Will professional institutions engage in "insider trading" or "hunting"?

As mentioned above, Trusta Labs has personally undertaken the airdrop design of many leading projects such as Celestia, Starknet, and Manta in the past few months. In this regard, some users have also raised questions, whether professional institutions such as Trusta Labs will take the opportunity to make profits by "rat trading"?

In the recent LayerZero reporting process, a report list containing 470,000 addresses caused an uproar in the community (later the community found based on Dune third-party data that most of the 470,000 addresses were among the top 600,000 addresses in LayerZero interaction rankings, and it was hard to imagine that it was a batch operation by a single individual). Some people suspected that the list was made by Trusta Labs.

In response to such questions, Trusta Labs responded: "Trusta Labs hopes to keep its business simple, transparent and professional. It will never use its own technological advantages to do things under the table, and will never compete with C-end users for interests. Otherwise, it will be detrimental to the long-term survival of its own business and the fair development of the industry."

For example, the "insider trading" problem may bring short-term profits, but once exposed, it will inevitably have an irreversible impact on the reputation of the organization, thus affecting the development of future business; another example is the "bounty hunter" problem. Reporting a witch generally requires an explanation of the behavioral logic, which may lead to the exposure of the institution's witch algorithm, and the potential disadvantages brought about are far greater than those small profits.

Trusta Labs also specifically mentioned the report covering 470,000 addresses that appeared in the LayerZero reporting process: "Any user who knows a little bit can see that the report is nonsense.

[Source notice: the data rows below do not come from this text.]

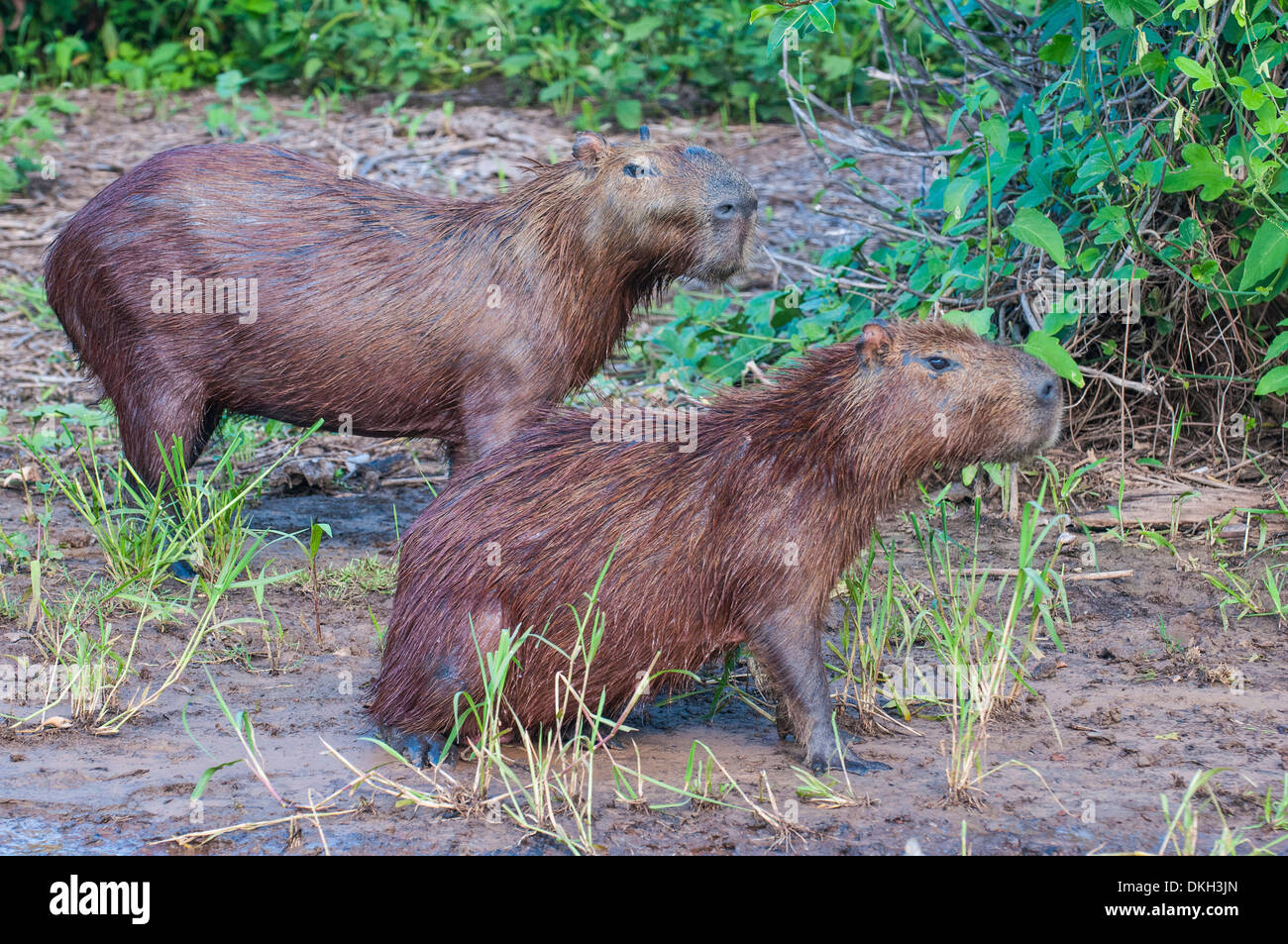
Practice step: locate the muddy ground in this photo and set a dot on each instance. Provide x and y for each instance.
(1138, 700)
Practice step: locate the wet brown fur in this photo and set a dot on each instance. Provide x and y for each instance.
(739, 541)
(411, 316)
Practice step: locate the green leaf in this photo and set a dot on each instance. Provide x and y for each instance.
(1046, 348)
(978, 321)
(997, 133)
(1202, 75)
(1059, 51)
(822, 17)
(1031, 227)
(630, 114)
(1120, 12)
(1274, 381)
(645, 26)
(957, 194)
(1266, 256)
(1203, 171)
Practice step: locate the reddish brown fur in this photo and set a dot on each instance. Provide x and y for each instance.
(703, 541)
(411, 316)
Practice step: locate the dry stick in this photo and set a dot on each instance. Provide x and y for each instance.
(1147, 389)
(1067, 577)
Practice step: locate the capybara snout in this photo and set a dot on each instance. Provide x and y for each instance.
(737, 536)
(982, 402)
(675, 194)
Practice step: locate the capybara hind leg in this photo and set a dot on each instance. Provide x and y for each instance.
(790, 648)
(165, 417)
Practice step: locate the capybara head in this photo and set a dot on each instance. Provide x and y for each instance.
(683, 198)
(953, 397)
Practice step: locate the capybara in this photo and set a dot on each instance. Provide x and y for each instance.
(735, 535)
(253, 279)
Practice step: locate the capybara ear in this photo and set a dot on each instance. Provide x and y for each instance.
(589, 147)
(874, 343)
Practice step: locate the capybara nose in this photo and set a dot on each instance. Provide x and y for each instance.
(732, 207)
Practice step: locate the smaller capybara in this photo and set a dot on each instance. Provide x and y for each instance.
(253, 279)
(735, 533)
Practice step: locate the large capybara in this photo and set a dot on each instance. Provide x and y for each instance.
(737, 533)
(254, 279)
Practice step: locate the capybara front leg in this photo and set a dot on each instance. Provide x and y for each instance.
(790, 647)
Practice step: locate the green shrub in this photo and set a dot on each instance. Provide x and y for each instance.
(1127, 141)
(596, 58)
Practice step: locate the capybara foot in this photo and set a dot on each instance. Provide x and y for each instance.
(850, 763)
(421, 750)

We can't write such a shameful thing..."

Airdrops are getting more and more competitive, do ordinary users still have a chance?

Looking back at the development history of the airdrop market, with the increasing popularity of the concept of "making money", and the continuous entry of powerful roles such as scientists and studios, the threshold for obtaining airdrops seems to be getting higher and higher. Many readers have reported to us that the airdrops in 2024 seem to have received a lot of money, but the overall income is not even as good as the level of one or two "big money" in that year, and the frequency of "reverse making money" has also increased significantly.

For ordinary users, the wealth-creating effect of airdrops seems to be gradually dissipating. In response to this problem, Trusta Labs gave a unique suggestion based on its own experience.

In the view of Trusta Labs, “flipping the coin” is one of the best ways for users to understand the project. Users can regard it as an alternative investment research method. If they find a suitable target that meets their own cognitive aesthetics during the interaction, especially those high-potential projects in niche tracks, they can use it to assist themselves in making investment decisions. As for Trusta Labs’ own experience, the agency systematically understood Celestia’s business model and ecological potential when helping Celestia design airdrops, so it bought a large position in TIA shortly after it went online and made a lot of profit in the secondary market.

The airdrop market is becoming more and more competitive, and it will only get more competitive in the future. The speed at which chefs (project owners) make cakes is far behind the growth rate of diners (users), and the amount of chips that individuals can get will only decrease relatively as the group continues to expand. As ordinary players, we cannot change the trend, but we may be able to slightly change our operating ideas.